After tackling the Beat Generation with their Howl biopic, directors Rob Epstein and Jeffrey Friedman have returned to capture the life of Linda Lovelace, star of the the 1972 pornographic film Deep Throat. One of the must successful films of its kind, grossing the contentious number of around $600 million, it marked a mainstream breakthrough for the industry and catapulted its star to the spotlight. But as we we’ve learned time and time again, fame has a price.

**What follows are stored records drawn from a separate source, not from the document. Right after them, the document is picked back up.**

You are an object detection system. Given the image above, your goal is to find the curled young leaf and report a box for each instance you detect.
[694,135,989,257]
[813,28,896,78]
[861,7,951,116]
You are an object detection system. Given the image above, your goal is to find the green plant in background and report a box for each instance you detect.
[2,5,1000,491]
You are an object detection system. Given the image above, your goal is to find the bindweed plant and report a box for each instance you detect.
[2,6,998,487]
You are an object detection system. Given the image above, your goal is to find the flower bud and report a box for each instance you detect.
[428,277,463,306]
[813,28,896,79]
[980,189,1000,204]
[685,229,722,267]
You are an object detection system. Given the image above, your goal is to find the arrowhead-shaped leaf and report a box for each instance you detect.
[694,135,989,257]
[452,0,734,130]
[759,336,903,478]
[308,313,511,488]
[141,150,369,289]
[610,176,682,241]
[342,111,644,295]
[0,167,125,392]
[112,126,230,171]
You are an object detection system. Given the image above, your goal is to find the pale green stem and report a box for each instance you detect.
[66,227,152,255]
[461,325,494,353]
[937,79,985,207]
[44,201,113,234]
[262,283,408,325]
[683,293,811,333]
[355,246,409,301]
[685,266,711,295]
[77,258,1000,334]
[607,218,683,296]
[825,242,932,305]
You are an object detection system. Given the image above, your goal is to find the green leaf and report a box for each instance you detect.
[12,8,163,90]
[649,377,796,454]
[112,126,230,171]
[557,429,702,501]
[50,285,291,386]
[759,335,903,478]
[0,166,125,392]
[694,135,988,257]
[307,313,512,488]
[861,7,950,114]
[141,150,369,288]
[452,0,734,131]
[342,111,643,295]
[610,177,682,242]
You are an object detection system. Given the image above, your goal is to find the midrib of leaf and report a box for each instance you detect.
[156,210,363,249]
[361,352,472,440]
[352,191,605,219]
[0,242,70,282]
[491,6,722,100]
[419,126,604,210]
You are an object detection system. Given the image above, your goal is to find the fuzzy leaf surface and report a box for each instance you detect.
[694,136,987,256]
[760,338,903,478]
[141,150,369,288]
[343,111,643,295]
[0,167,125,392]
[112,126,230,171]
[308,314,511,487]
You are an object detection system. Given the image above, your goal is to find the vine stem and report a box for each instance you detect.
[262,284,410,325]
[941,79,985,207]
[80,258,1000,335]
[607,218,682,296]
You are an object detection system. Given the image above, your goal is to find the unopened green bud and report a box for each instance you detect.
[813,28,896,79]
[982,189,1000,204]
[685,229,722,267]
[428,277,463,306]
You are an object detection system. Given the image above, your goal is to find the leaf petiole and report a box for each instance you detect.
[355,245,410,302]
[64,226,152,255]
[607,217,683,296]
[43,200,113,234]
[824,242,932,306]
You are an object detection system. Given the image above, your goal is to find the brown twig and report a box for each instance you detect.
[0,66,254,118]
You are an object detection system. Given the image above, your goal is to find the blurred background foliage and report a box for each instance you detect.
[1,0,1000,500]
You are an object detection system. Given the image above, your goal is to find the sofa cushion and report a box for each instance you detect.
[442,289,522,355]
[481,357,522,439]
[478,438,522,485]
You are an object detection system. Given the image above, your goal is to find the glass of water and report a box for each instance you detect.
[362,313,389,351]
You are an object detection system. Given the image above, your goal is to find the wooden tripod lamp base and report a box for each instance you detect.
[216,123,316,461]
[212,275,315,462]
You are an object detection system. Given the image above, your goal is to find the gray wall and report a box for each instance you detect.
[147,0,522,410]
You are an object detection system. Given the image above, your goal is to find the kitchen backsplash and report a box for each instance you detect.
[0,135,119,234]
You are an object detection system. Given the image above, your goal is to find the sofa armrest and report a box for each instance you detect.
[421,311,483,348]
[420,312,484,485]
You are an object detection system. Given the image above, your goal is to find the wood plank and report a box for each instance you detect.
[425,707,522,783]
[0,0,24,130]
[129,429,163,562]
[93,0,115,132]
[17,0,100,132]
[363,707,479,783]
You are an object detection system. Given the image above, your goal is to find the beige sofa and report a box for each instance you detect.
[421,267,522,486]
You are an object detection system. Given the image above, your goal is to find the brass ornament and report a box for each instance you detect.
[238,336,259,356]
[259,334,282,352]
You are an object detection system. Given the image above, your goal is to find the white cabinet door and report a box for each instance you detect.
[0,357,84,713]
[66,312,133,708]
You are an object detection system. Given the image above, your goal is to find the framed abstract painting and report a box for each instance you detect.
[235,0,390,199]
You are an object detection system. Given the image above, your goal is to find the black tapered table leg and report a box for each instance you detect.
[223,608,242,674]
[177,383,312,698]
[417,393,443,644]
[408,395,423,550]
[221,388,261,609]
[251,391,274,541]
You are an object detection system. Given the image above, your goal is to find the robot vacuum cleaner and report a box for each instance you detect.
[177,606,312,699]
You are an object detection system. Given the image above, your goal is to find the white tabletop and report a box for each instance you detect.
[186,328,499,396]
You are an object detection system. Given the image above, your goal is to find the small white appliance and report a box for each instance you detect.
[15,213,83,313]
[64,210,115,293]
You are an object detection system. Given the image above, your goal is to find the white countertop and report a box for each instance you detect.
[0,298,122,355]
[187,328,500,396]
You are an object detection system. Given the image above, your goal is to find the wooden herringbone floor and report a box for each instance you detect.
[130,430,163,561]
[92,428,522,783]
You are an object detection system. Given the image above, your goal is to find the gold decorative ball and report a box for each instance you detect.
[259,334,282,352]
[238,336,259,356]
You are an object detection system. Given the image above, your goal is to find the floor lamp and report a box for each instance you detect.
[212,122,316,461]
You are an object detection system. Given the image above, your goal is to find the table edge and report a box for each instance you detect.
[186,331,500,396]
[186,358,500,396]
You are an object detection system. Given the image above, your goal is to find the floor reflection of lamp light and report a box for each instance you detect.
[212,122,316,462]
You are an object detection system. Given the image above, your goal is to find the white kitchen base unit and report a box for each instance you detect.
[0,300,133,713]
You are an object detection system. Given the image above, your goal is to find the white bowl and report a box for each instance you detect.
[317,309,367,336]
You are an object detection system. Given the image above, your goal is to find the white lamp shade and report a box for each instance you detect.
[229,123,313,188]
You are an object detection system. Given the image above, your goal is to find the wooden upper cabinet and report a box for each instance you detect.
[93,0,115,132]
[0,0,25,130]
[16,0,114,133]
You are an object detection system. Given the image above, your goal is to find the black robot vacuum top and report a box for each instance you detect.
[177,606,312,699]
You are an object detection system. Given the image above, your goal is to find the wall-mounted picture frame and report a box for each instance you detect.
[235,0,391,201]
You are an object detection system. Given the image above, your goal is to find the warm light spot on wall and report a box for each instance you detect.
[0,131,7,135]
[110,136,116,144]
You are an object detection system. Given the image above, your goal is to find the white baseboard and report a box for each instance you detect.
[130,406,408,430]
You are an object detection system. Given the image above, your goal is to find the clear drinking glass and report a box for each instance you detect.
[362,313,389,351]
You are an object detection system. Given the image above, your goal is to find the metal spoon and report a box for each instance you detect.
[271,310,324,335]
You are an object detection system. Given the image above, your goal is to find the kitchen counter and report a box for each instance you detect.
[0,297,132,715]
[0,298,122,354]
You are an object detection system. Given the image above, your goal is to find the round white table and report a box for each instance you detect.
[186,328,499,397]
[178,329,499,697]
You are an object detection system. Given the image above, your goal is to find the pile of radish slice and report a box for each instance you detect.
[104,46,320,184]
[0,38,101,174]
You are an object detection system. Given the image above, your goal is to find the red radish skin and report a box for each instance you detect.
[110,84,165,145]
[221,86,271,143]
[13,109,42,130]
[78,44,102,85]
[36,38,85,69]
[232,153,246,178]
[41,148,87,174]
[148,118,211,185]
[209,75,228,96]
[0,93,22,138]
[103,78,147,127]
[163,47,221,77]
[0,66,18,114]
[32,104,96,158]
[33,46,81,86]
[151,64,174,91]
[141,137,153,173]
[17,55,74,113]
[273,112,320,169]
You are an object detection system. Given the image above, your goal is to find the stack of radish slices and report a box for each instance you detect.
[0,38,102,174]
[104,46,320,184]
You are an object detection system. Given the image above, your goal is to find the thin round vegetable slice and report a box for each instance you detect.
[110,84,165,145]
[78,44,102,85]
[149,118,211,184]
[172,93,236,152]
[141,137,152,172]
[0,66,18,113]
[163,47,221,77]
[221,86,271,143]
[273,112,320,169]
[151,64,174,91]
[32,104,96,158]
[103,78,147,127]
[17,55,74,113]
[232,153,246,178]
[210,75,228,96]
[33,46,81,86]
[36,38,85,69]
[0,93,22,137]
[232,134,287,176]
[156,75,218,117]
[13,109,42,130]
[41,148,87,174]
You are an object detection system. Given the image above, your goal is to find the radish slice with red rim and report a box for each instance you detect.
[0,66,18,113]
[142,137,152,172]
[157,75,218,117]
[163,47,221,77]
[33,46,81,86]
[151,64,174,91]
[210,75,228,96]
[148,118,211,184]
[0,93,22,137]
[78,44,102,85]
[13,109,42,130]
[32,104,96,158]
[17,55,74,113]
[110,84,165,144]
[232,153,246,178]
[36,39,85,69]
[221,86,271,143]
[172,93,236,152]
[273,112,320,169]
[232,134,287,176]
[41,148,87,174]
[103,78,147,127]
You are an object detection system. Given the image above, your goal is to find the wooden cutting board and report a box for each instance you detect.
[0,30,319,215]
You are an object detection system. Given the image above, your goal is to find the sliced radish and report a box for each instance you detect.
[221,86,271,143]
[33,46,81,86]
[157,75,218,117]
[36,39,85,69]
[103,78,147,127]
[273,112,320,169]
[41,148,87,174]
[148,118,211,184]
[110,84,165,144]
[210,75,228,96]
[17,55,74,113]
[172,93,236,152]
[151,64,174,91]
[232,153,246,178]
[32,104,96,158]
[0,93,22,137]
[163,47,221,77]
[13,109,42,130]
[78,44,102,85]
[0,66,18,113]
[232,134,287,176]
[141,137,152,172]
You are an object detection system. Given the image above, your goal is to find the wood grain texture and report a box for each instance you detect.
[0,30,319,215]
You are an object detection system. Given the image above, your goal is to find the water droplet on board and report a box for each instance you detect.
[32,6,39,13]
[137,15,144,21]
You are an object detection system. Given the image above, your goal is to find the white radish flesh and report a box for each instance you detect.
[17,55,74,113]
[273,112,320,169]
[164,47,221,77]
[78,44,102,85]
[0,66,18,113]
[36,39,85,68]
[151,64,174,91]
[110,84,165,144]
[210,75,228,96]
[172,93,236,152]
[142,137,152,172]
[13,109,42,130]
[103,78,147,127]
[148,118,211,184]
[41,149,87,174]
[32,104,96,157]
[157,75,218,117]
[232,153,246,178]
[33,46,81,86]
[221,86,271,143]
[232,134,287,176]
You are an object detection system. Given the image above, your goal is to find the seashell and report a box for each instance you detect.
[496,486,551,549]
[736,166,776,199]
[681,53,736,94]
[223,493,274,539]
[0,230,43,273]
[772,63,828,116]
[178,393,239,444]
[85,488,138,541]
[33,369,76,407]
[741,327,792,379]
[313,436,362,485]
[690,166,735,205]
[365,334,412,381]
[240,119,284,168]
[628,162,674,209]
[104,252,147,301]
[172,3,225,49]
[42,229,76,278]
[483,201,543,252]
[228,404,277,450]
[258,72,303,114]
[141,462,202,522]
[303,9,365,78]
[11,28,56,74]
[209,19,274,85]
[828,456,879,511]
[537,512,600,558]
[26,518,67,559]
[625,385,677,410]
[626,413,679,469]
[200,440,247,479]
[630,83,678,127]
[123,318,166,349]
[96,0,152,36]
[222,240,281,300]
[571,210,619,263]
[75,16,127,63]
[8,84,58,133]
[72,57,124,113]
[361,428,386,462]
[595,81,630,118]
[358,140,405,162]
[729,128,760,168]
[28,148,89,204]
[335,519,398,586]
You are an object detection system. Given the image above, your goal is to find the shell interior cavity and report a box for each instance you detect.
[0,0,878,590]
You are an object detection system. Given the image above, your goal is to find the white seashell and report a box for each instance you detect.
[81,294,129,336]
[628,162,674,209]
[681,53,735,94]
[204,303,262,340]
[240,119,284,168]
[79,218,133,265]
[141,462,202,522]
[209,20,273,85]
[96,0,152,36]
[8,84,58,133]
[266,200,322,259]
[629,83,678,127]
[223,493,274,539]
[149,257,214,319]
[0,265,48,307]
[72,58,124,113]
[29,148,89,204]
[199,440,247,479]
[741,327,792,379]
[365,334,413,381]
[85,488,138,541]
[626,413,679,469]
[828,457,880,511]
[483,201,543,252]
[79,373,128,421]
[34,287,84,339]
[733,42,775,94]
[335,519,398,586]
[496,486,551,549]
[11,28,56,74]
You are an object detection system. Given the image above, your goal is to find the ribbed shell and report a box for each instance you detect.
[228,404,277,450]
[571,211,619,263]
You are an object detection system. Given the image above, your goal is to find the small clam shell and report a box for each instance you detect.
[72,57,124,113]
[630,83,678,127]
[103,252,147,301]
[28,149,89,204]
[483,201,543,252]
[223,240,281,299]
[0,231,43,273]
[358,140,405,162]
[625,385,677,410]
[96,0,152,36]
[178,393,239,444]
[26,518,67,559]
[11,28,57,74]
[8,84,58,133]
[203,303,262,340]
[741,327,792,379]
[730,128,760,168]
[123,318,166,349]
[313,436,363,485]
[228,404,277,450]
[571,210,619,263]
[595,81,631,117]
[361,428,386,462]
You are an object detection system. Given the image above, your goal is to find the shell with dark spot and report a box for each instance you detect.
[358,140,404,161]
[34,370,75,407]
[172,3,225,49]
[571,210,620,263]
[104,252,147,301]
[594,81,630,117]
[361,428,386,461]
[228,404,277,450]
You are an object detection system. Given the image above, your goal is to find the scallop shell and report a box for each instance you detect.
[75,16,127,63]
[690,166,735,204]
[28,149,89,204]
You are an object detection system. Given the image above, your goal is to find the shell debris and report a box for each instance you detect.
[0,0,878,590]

Diving into the increasingly dire and abusive relationship of Lovelace (Amanda Seyfried) and her manipulative, controlling husband Chuck Traynor (Peter Sarsgaard), the film takes a responsible, but fleeting look at both the glamorous lifestyle and the darkness hidden underneath. Initially showing us the seemingly effortless rise to fame for Lovelace, Andy Bellin‘s script then takes a tragic turn when we flashfoward six years later as our lead is taking a polygraph test to corroborate with her upcoming memoir, Ordeal.
Replaying events we already saw, but this time through the eyes of our star, the structure is appreciated, but the entire film simply feels like it’s ticking off the important boxes of a biopic and showing us very little in between. A freckled, dark-haired Seyfried successfully captures the emotionally fragile, naive character, but there’s rarely a moment that seems to dive truly in her psyche. The film instead opts to portray events in a black or white manner, especially when it comes to Sarsgaard’s perpetually nefarious demeanor.
Unlike the aforementioned Boogie Nights, the ensemble here comes across as perfunctory, with many barely registering (Juno Temple, Adam Brody and the mostly wasted Bobby Cannavale) and others sticking out like a sore thumb (specifically the miscast James Franco as Hugh Hefner). As these people enter and exit Lovelace’s life, one must praise the directors for straying away from an oversexualized take on the material, despite their relatively standard technical handling. While it could have easily been unintentionally hokey, Lovelace takes a surprisingly mature approach for a biopic, but one that will be difficult to leave a lasting impression.